I cut it into 1/2-inch wedges if I intend to roast it. Firstly, remove the stalks with scissors so that you will be left with the white bulb. I divided it vertically into two halves, then sliced each half into a number of wedges.
The wedges should be placed cut-side-down on a baking sheet with some space between each one for roasting.
Add olive oil, salt, and pepper before roasting the wedges for 25 to 35 minutes at 400 degrees, or until they are fork-tender and have a caramelized edge.
With a squeeze of lemon, serve the wedges as a side dish or incorporate them into a salad. Alternatively, you may remove the fibrous core pieces and combine this dish with pasta or a substantial vegetarian lasagna.
Most recipes for fennel fronds call for the bulb, but save the tops! Save the fennel stalks and leaves to make your own vegetable broth, or finely mince the fronds to use as a fragrant topping for salads, soups, pasta, and other dishes. Find further suggestions for reusing leftover common vegetable parts.

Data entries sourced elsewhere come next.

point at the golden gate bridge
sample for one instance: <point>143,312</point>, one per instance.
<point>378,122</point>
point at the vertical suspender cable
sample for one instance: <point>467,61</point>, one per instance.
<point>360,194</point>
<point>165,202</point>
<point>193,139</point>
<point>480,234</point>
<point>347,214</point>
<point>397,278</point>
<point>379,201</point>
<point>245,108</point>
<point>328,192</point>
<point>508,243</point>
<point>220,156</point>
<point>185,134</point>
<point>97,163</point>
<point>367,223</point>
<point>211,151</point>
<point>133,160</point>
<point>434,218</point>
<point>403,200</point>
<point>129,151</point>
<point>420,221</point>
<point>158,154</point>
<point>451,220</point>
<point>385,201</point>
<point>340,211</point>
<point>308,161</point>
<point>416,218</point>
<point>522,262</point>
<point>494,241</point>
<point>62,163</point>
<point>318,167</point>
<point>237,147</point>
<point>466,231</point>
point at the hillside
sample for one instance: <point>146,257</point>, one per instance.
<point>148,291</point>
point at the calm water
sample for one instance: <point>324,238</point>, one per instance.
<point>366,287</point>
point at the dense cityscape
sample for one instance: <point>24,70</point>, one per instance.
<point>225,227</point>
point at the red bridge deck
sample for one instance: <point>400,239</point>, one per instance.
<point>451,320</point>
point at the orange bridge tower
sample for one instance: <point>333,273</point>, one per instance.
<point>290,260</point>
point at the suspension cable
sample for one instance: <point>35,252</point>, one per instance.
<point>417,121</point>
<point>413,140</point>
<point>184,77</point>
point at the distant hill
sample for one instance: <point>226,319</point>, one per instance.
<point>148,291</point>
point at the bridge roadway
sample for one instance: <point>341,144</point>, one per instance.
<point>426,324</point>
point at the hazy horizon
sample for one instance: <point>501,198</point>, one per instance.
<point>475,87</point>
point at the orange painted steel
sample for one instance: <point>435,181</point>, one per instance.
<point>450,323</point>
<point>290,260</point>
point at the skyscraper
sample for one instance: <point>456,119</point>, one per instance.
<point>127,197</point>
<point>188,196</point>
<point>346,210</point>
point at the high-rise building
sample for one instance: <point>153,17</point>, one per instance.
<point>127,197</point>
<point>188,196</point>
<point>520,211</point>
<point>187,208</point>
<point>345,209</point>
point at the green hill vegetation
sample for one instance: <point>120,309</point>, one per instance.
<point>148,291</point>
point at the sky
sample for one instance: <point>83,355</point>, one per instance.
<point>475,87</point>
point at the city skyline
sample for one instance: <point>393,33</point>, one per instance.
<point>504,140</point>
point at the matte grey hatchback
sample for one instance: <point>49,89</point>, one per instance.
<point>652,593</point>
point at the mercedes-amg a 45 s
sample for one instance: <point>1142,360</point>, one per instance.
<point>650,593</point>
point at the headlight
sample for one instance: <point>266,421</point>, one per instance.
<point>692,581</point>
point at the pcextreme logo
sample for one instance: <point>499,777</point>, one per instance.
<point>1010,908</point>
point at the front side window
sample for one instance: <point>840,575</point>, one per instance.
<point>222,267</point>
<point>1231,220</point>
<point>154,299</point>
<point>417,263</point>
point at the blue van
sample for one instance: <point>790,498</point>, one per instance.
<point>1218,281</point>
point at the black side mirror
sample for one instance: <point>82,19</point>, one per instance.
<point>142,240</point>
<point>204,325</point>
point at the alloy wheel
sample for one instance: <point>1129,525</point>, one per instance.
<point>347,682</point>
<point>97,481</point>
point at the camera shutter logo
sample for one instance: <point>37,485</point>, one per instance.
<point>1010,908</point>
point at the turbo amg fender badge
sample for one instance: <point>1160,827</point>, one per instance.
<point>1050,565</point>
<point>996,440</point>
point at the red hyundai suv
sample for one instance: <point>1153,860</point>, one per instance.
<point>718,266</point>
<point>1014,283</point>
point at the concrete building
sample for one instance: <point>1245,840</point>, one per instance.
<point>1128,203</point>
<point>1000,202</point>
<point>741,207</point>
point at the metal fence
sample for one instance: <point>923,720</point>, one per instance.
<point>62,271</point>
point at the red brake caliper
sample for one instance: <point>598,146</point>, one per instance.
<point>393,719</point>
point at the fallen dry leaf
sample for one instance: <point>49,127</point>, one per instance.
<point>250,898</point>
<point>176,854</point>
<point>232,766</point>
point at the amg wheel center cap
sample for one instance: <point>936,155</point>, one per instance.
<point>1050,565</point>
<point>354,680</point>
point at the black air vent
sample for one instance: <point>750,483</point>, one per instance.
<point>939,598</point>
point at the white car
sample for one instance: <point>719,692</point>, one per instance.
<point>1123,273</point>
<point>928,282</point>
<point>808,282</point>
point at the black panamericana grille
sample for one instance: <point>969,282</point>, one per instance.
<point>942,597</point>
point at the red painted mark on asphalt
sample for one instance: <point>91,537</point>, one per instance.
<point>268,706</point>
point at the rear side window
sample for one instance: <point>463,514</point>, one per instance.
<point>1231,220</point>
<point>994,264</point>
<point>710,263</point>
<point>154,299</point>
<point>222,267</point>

Even though this dish is straightforward, it remains one of my favorites. The wedges develop an appealing sweet and salty flavor as they caramelize in the oven.
- 1 fennel bulb, fronds removed and cut into wedges
- Extra virgin olive oil for drizzling
- sea salt and freshly ground black pepper
- Put a baking sheet in the oven and preheat it to 400 degrees.
- Spread the fennel wedges evenly across the baking sheet after tossing with olive oil, salt, and pepper.
- Roast them for 25 to 35 minutes, or until they are crisp on the outside and soft on the inside.